Müllentsorgung mit Mehrwert
Feuer und Flamme für die Umwelt

Umweltschutz bei der Müllentsorgung ist ein wichtiges und sensibles Thema. Nach der Mülltrennung und Wiederverwertung bleibt aber stets ein nicht unerheblicher Rest, der dem Wertstoffkreislauf nicht wieder zugeführt werden kann. Hier setzen effiziente, umweltgerechte Verfahren an, die gleichzeitig auch der Energiegewinnung dienen: die saubere Verbrennung in einer modernen Müllverbrennungsanlage. Die für den sicheren und effizienten Betrieb wichtige Rolle des Prozessleitsystems wird am folgenden Beispiel beschrieben.

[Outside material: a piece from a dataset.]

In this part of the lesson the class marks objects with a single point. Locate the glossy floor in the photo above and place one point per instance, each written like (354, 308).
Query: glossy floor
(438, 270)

Dipl.-Ing. Jürgen Flütter, Dipl.-Ing. Andreas Riebesehl

„Neue Energie aus Abfall“ lautet das Motto der BKB Aktiengesellschaft, einer Tochter des Energiekonzerns e·on. Die BKB betreibt mehrere Abfallverbrennungsanlagen in verschiedenen Bundesländern mit einer Gesamtkapazität von rund 2,7 Mio. t/a. In der Anlage in Lahe, wenige Kilometer nordöstlich von Hannover, können bis zu 280 000 t/a entsorgt werden. Die groß ausgelegte Heizwertbandbreite von 8 bis 17,5 MJ/kg Abfall erlaubt eine optimale thermische Verwertung, sowohl von hoch kalorischen Fraktionen als auch von normalem Siedlungsabfall. Die beiden Verbrennungslinien der Anlage können stündlich über 100 t Frischdampf mit einer Temperatur von 400 °C und einem Druck von 40 bar erzeugen. Der Dampf treibt Dampfturbinen an, deren Generatoren eine Gesamtstromleistung von 27,4 MW liefern. Das reicht aus, um mehr als 40 000 Haushalte mit Strom zu versorgen.

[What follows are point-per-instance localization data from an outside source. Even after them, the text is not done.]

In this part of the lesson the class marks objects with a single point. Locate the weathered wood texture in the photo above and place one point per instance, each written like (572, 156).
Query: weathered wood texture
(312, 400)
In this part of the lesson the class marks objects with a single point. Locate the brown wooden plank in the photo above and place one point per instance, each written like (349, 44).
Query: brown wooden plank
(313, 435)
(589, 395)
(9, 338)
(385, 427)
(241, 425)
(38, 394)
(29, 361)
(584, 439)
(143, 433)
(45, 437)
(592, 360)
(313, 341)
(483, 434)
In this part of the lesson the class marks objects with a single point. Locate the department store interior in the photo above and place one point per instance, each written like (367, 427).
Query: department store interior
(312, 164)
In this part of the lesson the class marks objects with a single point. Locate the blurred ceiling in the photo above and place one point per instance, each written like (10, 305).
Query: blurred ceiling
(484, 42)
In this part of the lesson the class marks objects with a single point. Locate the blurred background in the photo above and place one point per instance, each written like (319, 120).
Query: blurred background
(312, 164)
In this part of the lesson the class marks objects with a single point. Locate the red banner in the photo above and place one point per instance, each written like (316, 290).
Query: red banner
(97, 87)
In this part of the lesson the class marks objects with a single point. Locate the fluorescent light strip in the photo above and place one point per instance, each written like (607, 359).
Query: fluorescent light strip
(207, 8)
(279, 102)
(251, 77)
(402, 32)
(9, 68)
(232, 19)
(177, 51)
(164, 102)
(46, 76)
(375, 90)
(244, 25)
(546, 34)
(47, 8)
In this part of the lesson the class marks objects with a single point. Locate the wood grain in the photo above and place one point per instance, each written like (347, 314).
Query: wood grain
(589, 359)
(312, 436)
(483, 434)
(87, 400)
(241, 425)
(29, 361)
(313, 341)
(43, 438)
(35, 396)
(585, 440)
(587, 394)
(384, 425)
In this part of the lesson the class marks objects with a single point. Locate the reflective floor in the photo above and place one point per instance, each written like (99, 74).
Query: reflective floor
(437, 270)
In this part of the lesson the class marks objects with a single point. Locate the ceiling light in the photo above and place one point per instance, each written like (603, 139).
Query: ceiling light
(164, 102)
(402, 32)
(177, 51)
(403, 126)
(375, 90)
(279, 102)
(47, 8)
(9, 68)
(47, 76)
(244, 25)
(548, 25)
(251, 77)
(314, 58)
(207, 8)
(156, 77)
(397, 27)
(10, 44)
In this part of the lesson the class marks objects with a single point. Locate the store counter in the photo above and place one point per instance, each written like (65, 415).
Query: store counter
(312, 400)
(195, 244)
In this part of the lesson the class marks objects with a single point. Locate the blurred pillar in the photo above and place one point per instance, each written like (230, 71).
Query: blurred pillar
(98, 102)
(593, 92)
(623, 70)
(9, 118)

Offenes, redundantes System
Bei der Konzeption der Anlage in Lahe hatten gleich mehrere Aspekte hohe Priorität: umweltgerechte Abfallentsorgung, geringe Schadstoffemission und konstante Energielieferung. Aus leittechnischer Sicht eine Aufgabe, die nicht leicht zu lösen ist. Die Verantwortlichen der BKB waren sich von Anfang an einig: Hier ist die Erfahrung ausgewiesener Experten erforderlich. Deshalb zogen sie als gesamtverantwortliche Gesellschaft Alstom Power Boiler mit dem Partner Cegelec Anlagen- und Automatisierungstechnik für die Elektro- und Leittechnik hinzu. Für das Projekt in Lahe präsentierten die Spezialisten von Cegelec verschiedene leittechnische Lösungen. Die Wahl fiel schließlich auf das Prozessleitsystem Simatic PCS 7 von Siemens. Die Vorteile sprachen für sich: ein für die Zukunft sowie individuelle Kundenanforderungen offenes System, das auf jeder Ebene vollständig redundant ausgelegt werden kann und für den Einsatz in Lahe exakt skalierbar ist. Seit der Inbetriebnahme der Anlage im Sommer 2005 steuert Simatic PCS 7 einwandfrei und zuverlässig auch die kritischen Stellen in der Müllverbrennungsanlage, vor allem die Feuerleistungsregelung und die Rauchgasreinigung, es regelt aber auch Wasser- und Dampfkreisläufe und überwacht die Stromerzeugung.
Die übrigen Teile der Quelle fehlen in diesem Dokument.